Yogurt Study in Children 2-4 Years Old Attending Daycare (SIPPY II)

The safety and scientific validity of this study is the responsibility of the study sponsor and investigators. Listing a study does not mean it has been evaluated by the U.S. Federal Government. Read our disclaimer for details. Identifier: NCT00760851
Recruitment Status : Completed
First Posted : September 26, 2008
Last Update Posted : March 18, 2011
United States Department of Agriculture (USDA)
Penn State University
Information provided by:
Georgetown University

Brief Summary:

The purpose of this study is to determine the effectiveness of probiotics (popularly referred to as 'live active culture' or 'good bacteria') in preventing illnesses and consequent absences from school/daycare centers of children two to four years old that attend daycare at least 3 days per week. Two yogurt drinks will be administered, one containing a specific strain of probiotic, Bb-12. It is hypothesized that children receiving the Bb-12 drink will experience fewer illnesses and absences from daycare.
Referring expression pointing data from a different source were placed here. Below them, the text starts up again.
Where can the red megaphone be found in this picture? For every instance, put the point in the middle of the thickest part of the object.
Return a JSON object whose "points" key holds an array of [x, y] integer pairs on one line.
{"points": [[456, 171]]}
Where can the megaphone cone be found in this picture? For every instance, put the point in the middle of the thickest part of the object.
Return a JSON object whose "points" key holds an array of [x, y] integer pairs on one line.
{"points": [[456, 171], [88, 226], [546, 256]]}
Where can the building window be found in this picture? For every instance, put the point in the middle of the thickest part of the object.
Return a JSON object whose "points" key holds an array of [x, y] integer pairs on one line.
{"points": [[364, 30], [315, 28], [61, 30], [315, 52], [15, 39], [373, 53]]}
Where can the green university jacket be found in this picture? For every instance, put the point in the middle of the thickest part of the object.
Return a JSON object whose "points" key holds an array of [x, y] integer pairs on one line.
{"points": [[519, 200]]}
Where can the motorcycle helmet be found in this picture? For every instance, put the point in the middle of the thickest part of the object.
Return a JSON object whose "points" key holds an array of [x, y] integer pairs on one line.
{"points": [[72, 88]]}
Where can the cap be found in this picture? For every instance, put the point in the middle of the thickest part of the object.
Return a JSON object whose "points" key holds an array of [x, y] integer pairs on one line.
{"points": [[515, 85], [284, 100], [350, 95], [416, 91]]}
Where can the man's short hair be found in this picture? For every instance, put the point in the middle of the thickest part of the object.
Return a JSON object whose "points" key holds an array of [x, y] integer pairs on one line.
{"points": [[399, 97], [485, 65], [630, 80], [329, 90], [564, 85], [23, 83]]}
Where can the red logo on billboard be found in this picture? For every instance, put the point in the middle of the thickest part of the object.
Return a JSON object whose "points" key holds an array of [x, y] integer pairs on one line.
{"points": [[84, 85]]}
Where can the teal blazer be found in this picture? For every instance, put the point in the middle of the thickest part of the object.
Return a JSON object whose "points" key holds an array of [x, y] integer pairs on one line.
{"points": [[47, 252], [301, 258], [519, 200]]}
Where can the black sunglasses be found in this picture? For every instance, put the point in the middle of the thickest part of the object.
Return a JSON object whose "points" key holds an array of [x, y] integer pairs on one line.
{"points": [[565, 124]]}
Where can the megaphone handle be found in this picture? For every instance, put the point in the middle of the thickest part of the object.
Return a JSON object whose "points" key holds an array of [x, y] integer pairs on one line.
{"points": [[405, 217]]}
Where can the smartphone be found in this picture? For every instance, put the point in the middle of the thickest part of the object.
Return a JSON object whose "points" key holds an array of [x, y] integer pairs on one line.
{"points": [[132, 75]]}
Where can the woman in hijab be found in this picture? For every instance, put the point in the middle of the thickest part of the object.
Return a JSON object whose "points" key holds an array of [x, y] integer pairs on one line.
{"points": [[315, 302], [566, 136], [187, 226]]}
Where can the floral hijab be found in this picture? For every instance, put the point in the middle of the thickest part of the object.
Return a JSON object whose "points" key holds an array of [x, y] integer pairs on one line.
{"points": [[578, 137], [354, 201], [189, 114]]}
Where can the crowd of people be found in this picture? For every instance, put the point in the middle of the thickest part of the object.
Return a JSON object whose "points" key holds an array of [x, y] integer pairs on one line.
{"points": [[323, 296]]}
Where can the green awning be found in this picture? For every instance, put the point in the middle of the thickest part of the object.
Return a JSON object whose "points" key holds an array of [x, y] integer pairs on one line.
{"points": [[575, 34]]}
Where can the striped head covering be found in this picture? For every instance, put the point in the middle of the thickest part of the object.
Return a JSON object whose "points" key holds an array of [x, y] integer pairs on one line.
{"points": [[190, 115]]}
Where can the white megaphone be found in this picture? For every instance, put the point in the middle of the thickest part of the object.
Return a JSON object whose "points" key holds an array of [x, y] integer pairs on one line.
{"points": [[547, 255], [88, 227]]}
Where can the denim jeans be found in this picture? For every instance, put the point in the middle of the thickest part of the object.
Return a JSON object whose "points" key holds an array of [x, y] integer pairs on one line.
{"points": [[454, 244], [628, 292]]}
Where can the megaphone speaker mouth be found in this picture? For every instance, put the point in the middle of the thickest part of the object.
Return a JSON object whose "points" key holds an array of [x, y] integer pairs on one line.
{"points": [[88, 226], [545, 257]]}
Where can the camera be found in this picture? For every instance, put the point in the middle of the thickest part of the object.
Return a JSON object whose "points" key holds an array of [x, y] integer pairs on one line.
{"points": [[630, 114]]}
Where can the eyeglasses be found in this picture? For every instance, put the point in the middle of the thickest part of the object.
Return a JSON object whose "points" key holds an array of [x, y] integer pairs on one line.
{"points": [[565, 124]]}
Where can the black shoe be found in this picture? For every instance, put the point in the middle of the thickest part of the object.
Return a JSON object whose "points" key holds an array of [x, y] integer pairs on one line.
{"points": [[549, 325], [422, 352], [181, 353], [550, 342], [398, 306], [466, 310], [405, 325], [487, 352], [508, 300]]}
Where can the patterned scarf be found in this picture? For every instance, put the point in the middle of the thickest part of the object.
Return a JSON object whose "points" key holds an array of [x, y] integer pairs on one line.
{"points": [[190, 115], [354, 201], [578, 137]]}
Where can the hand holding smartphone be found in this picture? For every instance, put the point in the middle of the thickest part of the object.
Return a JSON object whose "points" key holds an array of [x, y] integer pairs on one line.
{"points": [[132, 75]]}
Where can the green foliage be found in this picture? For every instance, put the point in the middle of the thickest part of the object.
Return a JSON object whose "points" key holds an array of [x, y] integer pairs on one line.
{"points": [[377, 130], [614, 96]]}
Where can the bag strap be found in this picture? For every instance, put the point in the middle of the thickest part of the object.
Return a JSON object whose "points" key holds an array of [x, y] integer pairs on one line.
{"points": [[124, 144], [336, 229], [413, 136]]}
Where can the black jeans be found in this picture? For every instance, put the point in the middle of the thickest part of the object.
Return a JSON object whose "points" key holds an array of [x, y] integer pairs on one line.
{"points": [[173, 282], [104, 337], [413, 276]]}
In this study, participants will be asked to:

  1. Give their child 4 oz. of the test yogurt each day for 90 days
  2. Keep a daily diary of their child's health
  3. Collect 3 stool samples from their child at the start, middle, and end of the study
  4. Speak with research personnel on a bi-weekly basis regarding their child's health
  5. Ensure that their child to consume any yogurts or probiotic-containing products for 110 days of the study

Condition or disease Intervention/treatment Phase
Infections, Respiratory Diarrhea Other: probiotic strain Bb-12 Other: no Bb-12 Phase 3

Study Type : Interventional  (Clinical Trial)
Estimated Enrollment : 190 participants
Allocation: Randomized
Intervention Model: Parallel Assignment
Masking: Quadruple (Participant, Care Provider, Investigator, Outcomes Assessor)
Primary Purpose: Prevention
Official Title: Study to Investigate the Potential of Probiotics II
Study Start Date : September 2008
Actual Primary Completion Date : July 2009
Actual Study Completion Date : July 2010

Arm Intervention/treatment
Experimental: 1
Bb-12 supplemented strawberry yogurt drink
Other: probiotic strain Bb-12
10^9 CFU Bb-12 per 4 oz yogurt
Other Name: Bifidobacterium lactis 12
Placebo Comparator: 2
Regular strawberry yogurt drink with no Bb-12 added
Other: no Bb-12
yogurt identical to intervention yogurt, only without Bb-12 added.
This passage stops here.